- Registrado
- 5 de Mar, 2021
The Battlestar Galactica reboot was basically the last gasp of prestige sci-fi before networks realized people would watch anything and stopped pretending to care. Everyone likes to blame the writers’ strike for the death of smart serialized TV, but BSG kind of proves it was already dying of natural causes.
The ending is divisive. The religious twist was weird. Personally, I didn’t mind it. By that point, the show had been riding the mystery-box train for so long that literally any conclusion that didn’t end in incoherence felt like a win. The Cylons were always a problem, though. (Razor tried to retcon their nonsense.)

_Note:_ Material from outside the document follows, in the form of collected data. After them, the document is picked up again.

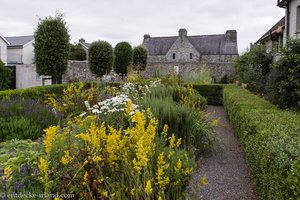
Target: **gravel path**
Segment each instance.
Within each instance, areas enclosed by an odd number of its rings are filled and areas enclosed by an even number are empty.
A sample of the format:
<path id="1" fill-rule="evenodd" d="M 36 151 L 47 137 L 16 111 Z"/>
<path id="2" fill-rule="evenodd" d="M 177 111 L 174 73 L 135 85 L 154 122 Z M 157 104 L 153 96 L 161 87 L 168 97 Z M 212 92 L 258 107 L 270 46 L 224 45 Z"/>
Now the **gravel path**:
<path id="1" fill-rule="evenodd" d="M 208 106 L 207 111 L 212 120 L 218 120 L 216 150 L 200 158 L 199 168 L 188 186 L 187 199 L 257 200 L 243 152 L 224 108 Z M 208 185 L 201 189 L 199 180 L 203 176 L 207 177 Z"/>

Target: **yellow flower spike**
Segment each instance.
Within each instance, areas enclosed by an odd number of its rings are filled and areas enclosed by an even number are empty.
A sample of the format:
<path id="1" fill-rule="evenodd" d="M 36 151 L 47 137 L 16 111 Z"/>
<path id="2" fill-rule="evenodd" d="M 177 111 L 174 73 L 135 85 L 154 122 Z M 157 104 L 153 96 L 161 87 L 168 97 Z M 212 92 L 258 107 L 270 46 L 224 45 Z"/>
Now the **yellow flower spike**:
<path id="1" fill-rule="evenodd" d="M 12 179 L 12 173 L 13 173 L 13 170 L 11 169 L 11 167 L 5 167 L 4 168 L 4 176 L 2 177 L 3 180 L 7 180 L 7 181 L 11 181 Z"/>
<path id="2" fill-rule="evenodd" d="M 38 169 L 42 174 L 41 181 L 45 184 L 48 182 L 48 161 L 44 158 L 40 158 L 40 163 L 38 165 Z"/>
<path id="3" fill-rule="evenodd" d="M 49 128 L 45 129 L 45 139 L 44 139 L 44 144 L 45 144 L 45 151 L 47 154 L 50 153 L 51 147 L 52 147 L 52 142 L 55 139 L 55 136 L 57 135 L 57 130 L 59 129 L 59 126 L 50 126 Z"/>
<path id="4" fill-rule="evenodd" d="M 182 161 L 178 159 L 176 166 L 174 166 L 174 171 L 177 173 L 181 170 L 181 168 L 182 168 Z"/>
<path id="5" fill-rule="evenodd" d="M 191 168 L 185 168 L 184 169 L 184 174 L 186 175 L 191 175 L 193 173 L 194 169 L 191 167 Z"/>
<path id="6" fill-rule="evenodd" d="M 145 192 L 147 195 L 151 195 L 152 194 L 152 186 L 151 186 L 151 181 L 148 180 L 147 183 L 146 183 L 146 187 L 145 187 Z"/>
<path id="7" fill-rule="evenodd" d="M 70 156 L 69 151 L 64 151 L 64 156 L 61 158 L 60 162 L 64 165 L 69 164 L 73 160 L 73 157 Z"/>
<path id="8" fill-rule="evenodd" d="M 206 185 L 208 185 L 207 178 L 206 178 L 206 176 L 203 176 L 200 179 L 200 185 L 199 185 L 199 187 L 202 188 L 203 186 L 206 186 Z"/>
<path id="9" fill-rule="evenodd" d="M 130 115 L 131 111 L 132 111 L 132 101 L 129 100 L 125 107 L 125 114 Z"/>
<path id="10" fill-rule="evenodd" d="M 164 152 L 160 153 L 157 158 L 157 172 L 156 179 L 157 185 L 161 190 L 164 190 L 166 185 L 170 183 L 170 178 L 165 174 L 165 171 L 169 168 L 170 164 L 164 161 Z"/>
<path id="11" fill-rule="evenodd" d="M 84 175 L 83 175 L 83 182 L 82 182 L 83 185 L 87 185 L 87 183 L 88 183 L 88 176 L 89 176 L 88 172 L 85 171 Z"/>
<path id="12" fill-rule="evenodd" d="M 218 124 L 219 124 L 219 119 L 213 120 L 213 121 L 211 122 L 211 124 L 212 124 L 213 126 L 218 126 Z"/>
<path id="13" fill-rule="evenodd" d="M 176 141 L 175 135 L 172 134 L 172 136 L 169 137 L 169 142 L 170 142 L 170 147 L 171 147 L 171 148 L 174 148 L 174 147 L 175 147 L 175 141 Z"/>

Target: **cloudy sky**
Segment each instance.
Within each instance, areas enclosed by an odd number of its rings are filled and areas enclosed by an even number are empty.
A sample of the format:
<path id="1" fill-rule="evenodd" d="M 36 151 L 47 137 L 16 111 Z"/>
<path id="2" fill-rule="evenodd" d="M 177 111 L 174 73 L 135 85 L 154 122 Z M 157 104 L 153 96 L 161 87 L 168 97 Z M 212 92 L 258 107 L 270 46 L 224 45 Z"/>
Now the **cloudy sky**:
<path id="1" fill-rule="evenodd" d="M 1 0 L 0 33 L 32 35 L 39 18 L 65 14 L 72 42 L 141 44 L 145 33 L 176 36 L 238 33 L 239 53 L 284 16 L 276 0 Z"/>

Then came Caprica. Ron Moore’s name is on it, but he was already gone. Let’s go back in time and answer all the questions nobody asked! Like, what if you got to see the bureaucratic backroom drama of a society that’s going to be glassed in ten years?
The pitch was “Dallas in space." The show splits focus between like, six families, and shocker: four of them are boring. The Cylons are now literally children, the humans are cartoonishly evil...
It’s giving Portal Prelude fan game energy where the gag is “what if the scientists were the real autistic robots?”
.. and tying the Adama family directly to the creation of the Cylons is designed to make the BSG universe feel smaller and dumber.
The finale is a disaster. So they kill off who you thought was young Bill Adama, only to say “oh no wait...that was his brother also named Bill Adama.” just absolute Henry James Olsen-type brain worms.
The villain from the pilot TV movie (who, by the way, is like if Brett Cooper got radicalized by Trad West memes) decides humanity isn’t vibing hard enough with her galaxy-brain monotheism. Her solution is to peace out into space and go full missionary on the Cylons. And the Cylons are somehow like, "preach!” and make a human their god-empress.